Bien entendu, ce balayage de l'image doit s'effectuer très rapidement afin de donner à l'oeil humain une impression de simultanéité. Heureusement l'oeil ne différencie pas les variations lumineuses inférieures à 1/16 de seconde. De ce fait si toute l'image est analysée point par point et reproduite dans un temps inférieur au 1/16 de seconde, l'oeil humain ne peut suivre le trajet du faisceau et il a une vision d'ensemble. Pour obtenir une marge de sécurité, on balaie l'image en 1/25ème de seconde.

Voilà qui est bien pour une image fixe, me direz-vous ; mais le mouvement, comment le rendre ? Rien n'est plus simple : l'image mobile est balayée et transmise 25 fois par seconde. On obtient ainsi en une seconde 25 positions différentes qui, à la réception, se superpose en partie dans l'oeil, grâce à la persistance des impressions sur la rétine, suivant le même processus qu'au cinéma.

Enfin les ondes que l'on est obligé d'employer en télévision ( inférieures à 10 mètres ) ne peuvent porter à plus d'une cinquantaine de kilomètres bien que les antennes soient placées le plus haut possible ( sur la Tour Eiffel pour l'émetteur de Paris ), c'est pourquoi le gouvernement à décider d'entreprendre la construction de secteurs à Lille et à Lyon.

La qualité de l'image

Maintenant que nous connaissons le principe, voyons de quoi dépend la qualité de la réception qui intéresse avant tout le " téléviseur ".

Reprenons l'exemple de tout à l'heure sur une photographie de journal. Il est bien évident que plus il y aura de points, plus la photographie sera nette, plus la " définition " sera bonne. En télévision il en est de même : plus il y a de points, c'est à dire de lignes de balayage, plus l'image est fidèle.

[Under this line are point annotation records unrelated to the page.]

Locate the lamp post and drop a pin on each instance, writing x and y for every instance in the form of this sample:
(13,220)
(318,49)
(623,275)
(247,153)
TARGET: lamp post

C'est dans ce domaine que la France tient la tête : en effet, si notre standard actuel est de 455 lignes pour un écran moyen, il a dû être porté dès le mois de novembre 1949 à 819, laissant loin derrière la Hollande,  avec 625 lignes, les États-Unis avec 525 lignes et la Grande-Bretagne avec 405. Il est vrai qu'il n'est pas impossible que ces pays améliorent rapidement leur technique.

Mais là se pose un problème : un poste conçu pour recevoir sur 455 lignes, par exemple,  ne peut capter les émissions sur 819. Chaque fois que l'on augmente la définition de l'image il faut changer le récepteur. Fabricants et acheteurs avaient de ce fait lieu d'être inquiets. Pour résoudre ce problème, le gouvernement a donné l'assurance que jusqu'au 1er janvier 1958, les émissions sur 455 lignes se poursuivraient parallèlement à celles sur 819. Ainsi les propriétaires de postes ont la certitude que ceux--ci ne deviendront pas désuets avant neuf ans.

Où  en est la télévision sur le plan commercial

Alors que les Etats-Unis comptent 1600000 récepteurs en fonctionnement et la Grande Bretagne 150000, la France n'en possède que 10000. Alors que les EU ont 83 émetteurs ou relais d'émissions, la France n'en compte qu'un seul, comme d'ailleurs la Grande Bretagne. L'Union Soviétique n'en possède pas encore mais le plan quinquennal prévoit la construction de cinq studios. Enfin, tandis que le nombre d'heures d'émission par semaine et par poste est  de 36 aux EU et de 30 en Grande-Bretagne, il n'est que de 22 en France.

Le retard de notre pays est dû à l'insuffisance des crédits accordés par l'Etat pour la création de nouveaux postes émetteurs et par le coût des appareils récepteurs qui est de l'ordre de 100000 francs, en Grande-Bretagne il revient à la moitié et aux États-Unis au quart.

Espérons que tous les efforts seront tentés rapidement pour que la télévision française serve au divertissement et à l'instruction du plus grand nombre de citoyens.